Working with Lee Rubin, who is developing treatments for neurodegenerative diseases, the team also reported that injections of GDF11 improved the function of the olfactory region of their brains so that they could detect smell as younger mice do. They measured an increase in neural stem cells, and saw increased development of blood vessels in the brain. “We do think that, at least in principle, there will be a way to reverse some of the cognitive decline that takes place during ageing,” says Rubin.
Within three years, Wagers hopes to conduct human trials in which her team monitors levels of the protein in the elderly to see if they correlate with diseases of old age. Within five years, she hopes to study if she can help reverse the damage of ageing with GDF 11, a molecule like GDF 11, or one that persuades the body to make more of this factor.
Another Stanford team, led by Tony Wyss-Coray, reported with Saul Villeda and Thomas Rando in 2011 that more new nerve cells were made in key regions in the brains of old mice exposed to blood from young mice, while introducing young mice to blood from old mice had the reverse effect. In follow up work, they used sophisticated techniques to pin down changes in the brains of old mice bathed in young blood, notably to a key structure linked with memory, called the hippocampus.
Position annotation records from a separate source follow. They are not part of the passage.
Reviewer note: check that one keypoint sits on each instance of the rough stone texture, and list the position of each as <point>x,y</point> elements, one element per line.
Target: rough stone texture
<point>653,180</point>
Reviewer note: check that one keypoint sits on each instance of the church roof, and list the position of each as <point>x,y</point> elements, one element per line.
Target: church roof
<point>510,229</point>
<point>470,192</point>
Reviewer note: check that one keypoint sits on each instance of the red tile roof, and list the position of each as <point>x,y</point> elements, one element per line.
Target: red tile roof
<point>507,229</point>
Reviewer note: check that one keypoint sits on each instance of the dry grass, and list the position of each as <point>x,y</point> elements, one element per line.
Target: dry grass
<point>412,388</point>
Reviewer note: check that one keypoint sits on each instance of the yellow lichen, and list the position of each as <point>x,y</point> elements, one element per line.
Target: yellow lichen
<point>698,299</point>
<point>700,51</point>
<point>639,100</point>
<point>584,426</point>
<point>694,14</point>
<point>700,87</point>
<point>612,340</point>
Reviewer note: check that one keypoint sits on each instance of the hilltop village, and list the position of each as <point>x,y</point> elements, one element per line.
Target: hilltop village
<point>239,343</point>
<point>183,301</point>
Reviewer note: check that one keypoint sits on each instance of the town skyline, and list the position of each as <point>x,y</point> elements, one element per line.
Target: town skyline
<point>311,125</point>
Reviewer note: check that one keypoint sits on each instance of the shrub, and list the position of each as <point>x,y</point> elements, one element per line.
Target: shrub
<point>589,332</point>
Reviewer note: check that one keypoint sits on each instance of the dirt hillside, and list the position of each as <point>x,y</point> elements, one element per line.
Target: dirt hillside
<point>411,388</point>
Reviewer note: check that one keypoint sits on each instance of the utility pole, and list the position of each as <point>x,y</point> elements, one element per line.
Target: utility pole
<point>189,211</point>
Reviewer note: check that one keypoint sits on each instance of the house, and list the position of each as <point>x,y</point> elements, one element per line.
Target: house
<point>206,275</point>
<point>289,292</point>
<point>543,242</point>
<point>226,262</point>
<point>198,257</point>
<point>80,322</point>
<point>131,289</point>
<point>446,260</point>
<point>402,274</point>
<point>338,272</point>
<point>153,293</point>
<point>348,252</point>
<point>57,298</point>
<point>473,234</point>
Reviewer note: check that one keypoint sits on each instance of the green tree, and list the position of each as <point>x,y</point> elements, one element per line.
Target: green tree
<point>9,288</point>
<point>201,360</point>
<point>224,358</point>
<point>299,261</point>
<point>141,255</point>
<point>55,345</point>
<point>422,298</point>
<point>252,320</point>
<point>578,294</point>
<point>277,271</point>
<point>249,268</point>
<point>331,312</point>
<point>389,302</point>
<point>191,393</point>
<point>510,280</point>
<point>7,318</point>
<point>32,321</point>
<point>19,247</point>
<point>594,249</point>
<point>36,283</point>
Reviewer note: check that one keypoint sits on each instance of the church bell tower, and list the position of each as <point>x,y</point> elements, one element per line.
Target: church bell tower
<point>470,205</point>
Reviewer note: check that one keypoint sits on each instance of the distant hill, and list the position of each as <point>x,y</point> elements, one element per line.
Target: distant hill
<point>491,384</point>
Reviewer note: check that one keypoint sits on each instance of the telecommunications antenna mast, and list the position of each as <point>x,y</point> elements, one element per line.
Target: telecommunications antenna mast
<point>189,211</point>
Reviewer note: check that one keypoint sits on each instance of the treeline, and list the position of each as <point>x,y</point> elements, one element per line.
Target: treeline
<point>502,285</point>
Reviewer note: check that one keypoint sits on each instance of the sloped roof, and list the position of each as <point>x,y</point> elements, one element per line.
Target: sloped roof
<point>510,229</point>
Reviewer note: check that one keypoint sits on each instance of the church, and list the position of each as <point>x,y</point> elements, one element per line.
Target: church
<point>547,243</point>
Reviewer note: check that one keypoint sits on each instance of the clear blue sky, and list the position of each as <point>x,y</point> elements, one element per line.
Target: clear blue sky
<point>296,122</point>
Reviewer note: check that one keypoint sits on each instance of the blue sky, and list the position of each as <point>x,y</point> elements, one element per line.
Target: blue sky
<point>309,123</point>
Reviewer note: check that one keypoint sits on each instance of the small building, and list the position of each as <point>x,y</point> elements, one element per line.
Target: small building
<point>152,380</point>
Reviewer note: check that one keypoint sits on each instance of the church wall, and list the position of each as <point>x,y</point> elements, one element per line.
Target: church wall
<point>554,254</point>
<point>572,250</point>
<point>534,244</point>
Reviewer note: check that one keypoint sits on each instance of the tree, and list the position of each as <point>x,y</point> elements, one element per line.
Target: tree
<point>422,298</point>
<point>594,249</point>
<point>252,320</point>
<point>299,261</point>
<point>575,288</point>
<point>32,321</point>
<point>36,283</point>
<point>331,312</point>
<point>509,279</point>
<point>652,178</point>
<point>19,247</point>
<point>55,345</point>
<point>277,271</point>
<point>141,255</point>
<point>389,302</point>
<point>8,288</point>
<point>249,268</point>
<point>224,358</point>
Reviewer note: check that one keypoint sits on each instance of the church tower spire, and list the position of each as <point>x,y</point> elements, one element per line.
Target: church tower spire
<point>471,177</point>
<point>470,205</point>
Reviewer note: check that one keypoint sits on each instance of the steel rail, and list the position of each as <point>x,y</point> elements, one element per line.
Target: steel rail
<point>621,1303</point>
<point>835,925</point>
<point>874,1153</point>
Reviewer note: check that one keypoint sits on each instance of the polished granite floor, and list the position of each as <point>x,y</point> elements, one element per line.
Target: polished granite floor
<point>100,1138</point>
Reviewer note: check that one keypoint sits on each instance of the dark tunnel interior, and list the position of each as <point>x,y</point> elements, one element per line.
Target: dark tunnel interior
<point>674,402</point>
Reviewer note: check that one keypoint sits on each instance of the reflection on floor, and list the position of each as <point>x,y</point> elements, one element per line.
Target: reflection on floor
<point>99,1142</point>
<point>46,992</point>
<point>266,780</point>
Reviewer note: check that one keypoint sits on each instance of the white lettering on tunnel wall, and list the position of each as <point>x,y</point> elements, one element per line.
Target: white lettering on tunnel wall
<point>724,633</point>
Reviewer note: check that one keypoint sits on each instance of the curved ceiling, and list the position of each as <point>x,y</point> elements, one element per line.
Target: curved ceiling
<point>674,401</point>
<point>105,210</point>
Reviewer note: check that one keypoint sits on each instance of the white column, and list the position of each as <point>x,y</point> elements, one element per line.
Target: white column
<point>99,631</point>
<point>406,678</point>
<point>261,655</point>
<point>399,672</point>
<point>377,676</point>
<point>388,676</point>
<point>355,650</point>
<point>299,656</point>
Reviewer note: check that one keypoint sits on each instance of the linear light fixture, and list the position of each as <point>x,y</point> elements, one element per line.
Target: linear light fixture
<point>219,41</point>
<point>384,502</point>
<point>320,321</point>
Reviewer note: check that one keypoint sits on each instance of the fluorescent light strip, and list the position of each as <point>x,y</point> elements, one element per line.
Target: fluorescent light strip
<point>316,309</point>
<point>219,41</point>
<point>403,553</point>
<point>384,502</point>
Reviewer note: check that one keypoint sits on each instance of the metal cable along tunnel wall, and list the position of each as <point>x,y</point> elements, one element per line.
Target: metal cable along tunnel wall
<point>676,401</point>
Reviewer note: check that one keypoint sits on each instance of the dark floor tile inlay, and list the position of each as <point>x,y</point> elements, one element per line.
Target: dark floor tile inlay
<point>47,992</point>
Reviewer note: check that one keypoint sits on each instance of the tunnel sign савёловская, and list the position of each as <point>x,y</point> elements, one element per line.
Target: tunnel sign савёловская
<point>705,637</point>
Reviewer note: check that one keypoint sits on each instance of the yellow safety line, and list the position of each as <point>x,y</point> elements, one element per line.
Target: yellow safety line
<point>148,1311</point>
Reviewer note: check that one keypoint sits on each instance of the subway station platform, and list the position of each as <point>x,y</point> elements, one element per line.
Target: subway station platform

These changes were seen to convert into changes in ability: they trained mice to locate a submerged platform in a water-filled container by remembering cues provided by their surroundings. Typically, untreated older mice did poorly compared to young mice. But if they were infused with young mice's plasma they did much better, “as if these old brains were recharged,” Wyss-Coray says.
He has co-founded a biotechnology company, Alkahest, to explore treatments. Next month, his team at Stanford will give a transfusion of blood plasma donated by people under 30 to older volunteers with moderate to mild Alzheimer’s. Transfusions of old blood have been performed countless times before but this time they will, with Rando acting as advisor, compare cognitive function before and after the transfusion of blood from a donor of known age.
As the long history of the elixir quest illustrates, it is best to be cautious. There are vast numbers of ingredients in blood so it seems doubtful that GDF11, Actin A and macrophages alone hold the secret of youth.
There are also theoretical risks to explore, for example concerns that these factors could make it easier for cancers to become established. Still, many are sanguine that we may be approaching a future where a cocktail inspired by young blood could at least improve the quality of life of the elderly, even if it does not deliver the immortal promise of that long-sought elixir.